Creo recordar que el chirrido en oleadas de esos bichejos paticortos que pueblan el oeste, cuando se ha dormido el sol, fue quien me condujo de nuevo a la vida. Al mirar en derredor descubrí también que el bullicioso y escalonado parque estaba desierto, adormecido... no obstante, algunos pinos se cimbreaban al ritmo del aire mientras los magnolios, más tímidos, meneaban sus cabezas floreadas. Quise bailar, abrazarme de puntillas a cualquier chucho aunque fuese mi madre, pero una comezón, que iba desplazando al vértigo, me retuvo; advirtióme que padecía hambre canina y que, tarde o temprano, necesitaba cazar algo para la cena. Mas, ¿cómo, si dos horas atrás era mi madre la encargada de nuestro sustento...?
Mi orgullo rechazó ciertas reflexiones y me empujó a husmear detrás de cada árbol, seto, banco, o fuentecilla; pero ni tan sólo hallé ese aséptico hueso de plástico que algunas mamás __humanas__ compran a sus bebés para que puedan compartirlo con sus guaguas. Cansada me arrellané junto a un laurel; tal vez con la ilusa idea de adormilarme creyendo estar ante una lata de escabeche. En cambio sufrí una extraña sensación, hasta entonces desconocida: mi cuerpo inerte fue incapaz de huir, ni siquiera de cerrar los sentidos ante los terribles acontecimientos que presentía.
Las hojas comenzaron a estremecerse y un manojo de hierbajos, que brotaba del suelo como disciplinas del puño de un sádico, me azotó el lomo. También se oía el crepitar ascendente de las hojas secas bajo las pisadas de una fiera gigante. Estaba perdida; las amenazas, relatadas por mi madre en los cuentos, se iban a cumplir; la fiera endiablada que escapa de la jaula del zoo siempre que una perrita es mala y desobediente, se acercaba sigilosa, sedienta de sangre. De súbito noté cómo su sombra, igual que gigantescas alas de murciélago o capa de vampiro extendida, arropaba el seto más próximo y se deslizaba hacia donde castañeteaban mis incisivos.
Con la sangre espesa, helada..., como granizado de cereza, y a la espera inminente de ser destrozada, noté un aliento cálido y acompasado en el cogote. Cerré los ojos. Pero algo en mi interior procuró que los abriese al instante. Frente a mí se hallaban, suspendidos en la noche, los ojos más refulgentes y azules que el destino haya colocado jamás frente a un ser perruno.
Nadie que haya sido presa del pánico, nunca podrá criticar que en ese instante echara por viva toda compostura, rodando ladera abajo... donde horas antes, tan romántica, contemplara la sublime despedida del sol. Y que, sin oponer resistencia __quizá vislumbrara unos destellos en torno a su cuello__, me dejase someter por el agresor. ¿Los humanos no le llaman a esto síndrome de Estocolmo? Después di gracias a mi suerte cuando ladera abajo sentía que quien me mordisqueaba no era otro que el bello animal del collar de plata que, locamente enamorado de mí, había despreciado al amo para seguirme. Tampoco fui capaz, en mi dilatado gozo, de distinguir cuál de tantos era el canto de la alondra que alerta a los amantes de peligros matutinos... Ni que el dueño y verdugo de mi novio, verga en mano, se precipitaba, ladera abajo, para desprender a éste de mis garras y darme después una soberana paliza.

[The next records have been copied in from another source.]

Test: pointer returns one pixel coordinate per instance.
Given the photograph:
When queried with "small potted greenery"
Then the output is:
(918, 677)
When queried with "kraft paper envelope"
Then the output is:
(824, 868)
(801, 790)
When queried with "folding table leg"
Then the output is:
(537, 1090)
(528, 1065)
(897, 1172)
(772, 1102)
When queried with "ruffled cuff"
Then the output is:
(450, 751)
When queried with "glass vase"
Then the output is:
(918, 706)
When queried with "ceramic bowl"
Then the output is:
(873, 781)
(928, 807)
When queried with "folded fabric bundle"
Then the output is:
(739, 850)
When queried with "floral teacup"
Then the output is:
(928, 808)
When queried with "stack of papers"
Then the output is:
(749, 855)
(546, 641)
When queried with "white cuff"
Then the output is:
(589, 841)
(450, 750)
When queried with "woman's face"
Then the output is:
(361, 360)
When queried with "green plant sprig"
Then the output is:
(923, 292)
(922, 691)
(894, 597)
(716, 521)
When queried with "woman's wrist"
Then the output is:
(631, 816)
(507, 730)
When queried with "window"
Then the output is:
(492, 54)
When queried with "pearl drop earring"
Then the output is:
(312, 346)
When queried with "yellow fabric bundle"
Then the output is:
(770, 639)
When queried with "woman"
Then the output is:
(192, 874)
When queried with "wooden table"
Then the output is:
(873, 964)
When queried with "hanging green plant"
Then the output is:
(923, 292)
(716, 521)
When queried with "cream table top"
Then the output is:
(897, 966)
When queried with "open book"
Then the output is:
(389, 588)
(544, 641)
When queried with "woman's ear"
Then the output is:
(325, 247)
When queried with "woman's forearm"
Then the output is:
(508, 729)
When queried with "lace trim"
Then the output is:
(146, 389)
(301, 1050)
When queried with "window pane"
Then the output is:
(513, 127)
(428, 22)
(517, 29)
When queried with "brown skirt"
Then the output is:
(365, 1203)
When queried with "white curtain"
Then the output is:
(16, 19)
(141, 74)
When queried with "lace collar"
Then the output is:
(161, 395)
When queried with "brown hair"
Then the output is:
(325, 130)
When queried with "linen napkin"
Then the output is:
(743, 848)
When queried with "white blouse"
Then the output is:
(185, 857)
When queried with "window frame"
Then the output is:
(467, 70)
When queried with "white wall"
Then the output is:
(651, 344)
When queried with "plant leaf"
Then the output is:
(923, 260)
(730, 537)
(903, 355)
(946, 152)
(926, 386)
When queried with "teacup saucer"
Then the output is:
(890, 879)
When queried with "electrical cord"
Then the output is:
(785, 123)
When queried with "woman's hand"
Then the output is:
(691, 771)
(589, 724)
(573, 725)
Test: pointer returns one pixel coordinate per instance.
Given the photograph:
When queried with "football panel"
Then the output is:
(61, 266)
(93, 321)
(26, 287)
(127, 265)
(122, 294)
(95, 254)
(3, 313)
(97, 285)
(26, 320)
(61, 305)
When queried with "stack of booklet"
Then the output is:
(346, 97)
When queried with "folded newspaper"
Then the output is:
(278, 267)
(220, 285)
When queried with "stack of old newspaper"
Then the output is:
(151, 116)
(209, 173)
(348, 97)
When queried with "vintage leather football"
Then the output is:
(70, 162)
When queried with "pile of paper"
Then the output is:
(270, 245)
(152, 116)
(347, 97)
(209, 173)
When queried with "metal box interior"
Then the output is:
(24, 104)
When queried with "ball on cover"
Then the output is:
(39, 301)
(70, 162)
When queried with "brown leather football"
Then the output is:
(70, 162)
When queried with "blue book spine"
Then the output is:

Según me contó mi hermano Pinky, un día que coincidimos en el parque __sujeto él también


por un precioso collar plateado__, nuestra madre siempre tuvo la certeza de que fueron los

sucesos de aquella noche los causantes de mi perdición. Sin embargo yo sostengo que el perro

que es huevero, aunque le corten el rabo siempre seguirá siéndolo.